Welcome to algorithm development in Rust.
This guide will take you through the steps to getting started in algorithm development and cover the basics of managing dependencies, working with various types of inputs and outputs, calling other algorithms and managing data.
By the end of the guide you will see how to develop a couple of simple algorithms and you’ll be ready to start contributing to the algorithm marketplace.
Table of Contents
- Available Libraries
- Create an Algorithm
- Managing Dependencies
- Write your First Algorithm
- I/O for your Algorithms
- Error Handling
- Algorithm Checklist
- Publish Algorithm
- Conclusion and Resources
Algorithmia makes a number of libraries available to make algorithm development easier.
The full Rust 1.15 language and standard library is available for you to use in your algorithms.
Furthermore, algorithms can call other algorithms and manage data on the Algorithmia platform via the Algorithmia Rust Client.
Create an Algorithm
Let’s start by creating an algorithm. First navigate to Algorithmia and by hovering over “More” you’ll see a dropdown with a purple button that says “Add Algorithm”. Go ahead and click that button.

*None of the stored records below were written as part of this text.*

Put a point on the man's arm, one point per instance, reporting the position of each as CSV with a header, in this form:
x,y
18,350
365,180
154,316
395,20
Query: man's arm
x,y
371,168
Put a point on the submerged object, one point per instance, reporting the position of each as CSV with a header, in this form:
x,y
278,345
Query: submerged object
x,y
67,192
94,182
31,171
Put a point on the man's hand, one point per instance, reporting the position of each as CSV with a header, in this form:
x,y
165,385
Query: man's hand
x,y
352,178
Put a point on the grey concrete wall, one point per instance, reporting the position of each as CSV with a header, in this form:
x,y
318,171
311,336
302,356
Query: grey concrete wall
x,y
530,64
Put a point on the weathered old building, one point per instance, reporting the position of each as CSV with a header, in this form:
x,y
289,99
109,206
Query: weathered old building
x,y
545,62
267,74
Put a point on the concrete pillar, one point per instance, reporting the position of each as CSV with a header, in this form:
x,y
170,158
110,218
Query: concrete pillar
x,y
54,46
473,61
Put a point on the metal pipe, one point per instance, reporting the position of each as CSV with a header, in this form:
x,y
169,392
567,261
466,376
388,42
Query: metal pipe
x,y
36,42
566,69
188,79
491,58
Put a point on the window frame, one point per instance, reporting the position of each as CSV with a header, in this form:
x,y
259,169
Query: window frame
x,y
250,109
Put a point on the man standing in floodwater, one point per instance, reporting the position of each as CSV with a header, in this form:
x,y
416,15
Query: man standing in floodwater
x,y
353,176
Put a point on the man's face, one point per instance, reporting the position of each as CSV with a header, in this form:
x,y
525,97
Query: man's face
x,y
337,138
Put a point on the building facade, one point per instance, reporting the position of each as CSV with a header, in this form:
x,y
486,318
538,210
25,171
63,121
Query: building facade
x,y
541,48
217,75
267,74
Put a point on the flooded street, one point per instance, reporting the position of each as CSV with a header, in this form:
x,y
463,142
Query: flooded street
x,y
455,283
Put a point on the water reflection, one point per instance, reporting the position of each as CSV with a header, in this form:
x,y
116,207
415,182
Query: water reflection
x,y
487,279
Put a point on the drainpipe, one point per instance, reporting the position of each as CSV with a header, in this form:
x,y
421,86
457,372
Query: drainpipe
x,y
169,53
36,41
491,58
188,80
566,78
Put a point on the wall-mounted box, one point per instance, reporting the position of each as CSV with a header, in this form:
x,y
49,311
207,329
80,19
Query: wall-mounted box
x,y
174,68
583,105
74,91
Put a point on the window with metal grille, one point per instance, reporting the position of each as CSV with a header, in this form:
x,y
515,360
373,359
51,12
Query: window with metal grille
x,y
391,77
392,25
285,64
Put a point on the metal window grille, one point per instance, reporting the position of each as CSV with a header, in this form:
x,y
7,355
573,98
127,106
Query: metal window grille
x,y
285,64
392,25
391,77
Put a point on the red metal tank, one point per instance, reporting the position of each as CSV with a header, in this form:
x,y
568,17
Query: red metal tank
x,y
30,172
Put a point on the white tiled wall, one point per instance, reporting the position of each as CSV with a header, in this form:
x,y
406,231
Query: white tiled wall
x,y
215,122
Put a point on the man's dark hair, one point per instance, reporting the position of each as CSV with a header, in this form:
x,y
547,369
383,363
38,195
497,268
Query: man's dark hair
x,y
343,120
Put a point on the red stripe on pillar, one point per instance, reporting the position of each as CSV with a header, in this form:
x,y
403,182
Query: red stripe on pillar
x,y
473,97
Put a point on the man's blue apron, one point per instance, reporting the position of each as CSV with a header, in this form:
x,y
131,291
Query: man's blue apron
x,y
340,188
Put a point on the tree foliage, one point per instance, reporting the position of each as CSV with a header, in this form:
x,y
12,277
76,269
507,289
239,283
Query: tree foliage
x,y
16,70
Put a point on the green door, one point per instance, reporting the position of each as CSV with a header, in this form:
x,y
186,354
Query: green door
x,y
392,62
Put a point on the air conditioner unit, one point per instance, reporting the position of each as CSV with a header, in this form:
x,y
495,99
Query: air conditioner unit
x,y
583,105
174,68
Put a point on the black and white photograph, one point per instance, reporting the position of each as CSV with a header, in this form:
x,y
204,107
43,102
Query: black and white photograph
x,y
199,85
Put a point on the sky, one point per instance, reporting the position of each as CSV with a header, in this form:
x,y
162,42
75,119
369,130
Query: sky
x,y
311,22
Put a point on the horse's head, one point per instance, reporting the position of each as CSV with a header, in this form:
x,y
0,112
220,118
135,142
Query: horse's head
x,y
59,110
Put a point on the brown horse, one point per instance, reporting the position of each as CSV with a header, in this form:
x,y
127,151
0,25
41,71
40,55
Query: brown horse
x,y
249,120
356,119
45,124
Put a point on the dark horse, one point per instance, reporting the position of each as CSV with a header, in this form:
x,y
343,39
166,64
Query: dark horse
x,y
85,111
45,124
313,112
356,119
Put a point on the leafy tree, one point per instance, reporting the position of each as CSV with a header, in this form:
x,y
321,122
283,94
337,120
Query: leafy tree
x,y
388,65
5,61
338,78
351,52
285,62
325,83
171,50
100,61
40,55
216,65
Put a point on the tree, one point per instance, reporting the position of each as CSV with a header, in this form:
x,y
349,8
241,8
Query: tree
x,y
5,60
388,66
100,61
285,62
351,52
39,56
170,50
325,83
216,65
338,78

When you click the “Add Algorithm” button, you’ll see a form for creating your algorithm that we’ll fill out step by step below:
Algorithmia Name: The first thing you’ll notice in the form is the field “Algorithm Name” which will be the name of your algorithm. You’ll want to name your algorithm something descriptive based on what the algorithm does.
For example this guide shows how to create an algorithm that splits text up into words, which is called tokenizing in natural language processing. So, this example algorithm is called “Tokenize Text”, but go ahead and name your algorithm according to what your code does.
Algorithm ID: The unique AlgoURL path users will use to call your algorithm.
Language: Next you’ll pick the language of your choice. This is the Rust guide so choose Rust as the language.
Source Code: Because we want to make this algorithm open source and available for everyone to view the source code, we’ll choose “Open Source”.
As an incentive to promote community contributions, open source algorithms on the Algorithmia Platform will earn 1% of the usage cost (0.01cr/sec of execution time).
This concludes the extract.